Promoting fundamentalists Khaleda is playing a dangerous game

Author: Editorial
Publication: The Statesman
Date: February 5, 2003

Close on the heels of cancellation of football matches in Bangladesh between a visiting Indian women's team and local women's clubs comes the news of another cancellation - a fashion show in Dhaka featuring Indian models. Both were the result of threats by newly- floated Islamic fundamentalist groups which consider participation of women in fashion shows and games obscene. The fact that Indian participants were asked to return home for security reasons indicates how audacious such outfits have become. But this should surprise no one. Obscurantist and religious outfits are being openly patronised by Begum Zia's BNP - Jamat-I-Islam coalition government. Jamat calls itself a fundamentalist party and flaunts its "fraternal ties" with its Pakistani counterpart. Not surprisingly its MPs have demanded demolition of statues in public places, abolition of Bengali new year celebrations and issued fatwas banning screening of films and staging dramas considered un-Islamic. Begum Zia allowed fundamentalists to police the literary and cultural world. During her earlier 1991-96 rule she encouraged Islamists to hound Taslima Nasreen, declaring her an "infidel" and fixing Taka 50,000 on her head for "un-Islamic" writings. As partners in her government, they feel emboldened to pronounce in the presence of her ministers that the country's leading intellectuals will be liquidated the 1971 way. The threat is real. Three years ago even Sheikh Hasina as prime minister could not guarantee security for high court judges who in a landmark judgement declared fatwas illegal. Security agencies suspect that Islamists are behind all the 10 bombings which since 1998 have claimed over 100 lives and given Bangladesh the image of a violent country. Interestingly, targets of attack were entertainment centres, Kadiani mosques, Christian churches, Bengali new year celebrations and cultural and political functions of Leftists all of which they want banned. Before the last parliamentary poll they openly chanted "we are all Taliban, Bangladesh will become Afghanistan". Recently Begum Zia quietly ordered the release of eight west Asians "recruiting youths for training (?) abroad."

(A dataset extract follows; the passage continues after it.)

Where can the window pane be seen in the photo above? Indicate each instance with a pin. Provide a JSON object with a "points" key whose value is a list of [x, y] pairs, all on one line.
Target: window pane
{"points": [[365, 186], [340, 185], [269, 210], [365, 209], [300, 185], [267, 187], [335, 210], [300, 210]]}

Mujib and Hasina cannot escape blame for politically rehabilitating Islamists and making them respectable. Mujib started it by granting amnesty to the Jamat whose killers were responsible for the 1971 genocide. President Ziaur Rahman not only facilitated the return of senior Jamat leaders who collaborated with Pakistan during the liberation war but also gave them pride of place in his government. He encouraged them by banishing secularism as a state principle. In 1996 Hasina to dislodge Begum Zia from power allowed Jamat to join forces with her. Her government has helped them to spread, consolidate and flex their political muscle. So what Indian women footballers and fashion models faced recently in Bangladesh may well be the shape of things to come.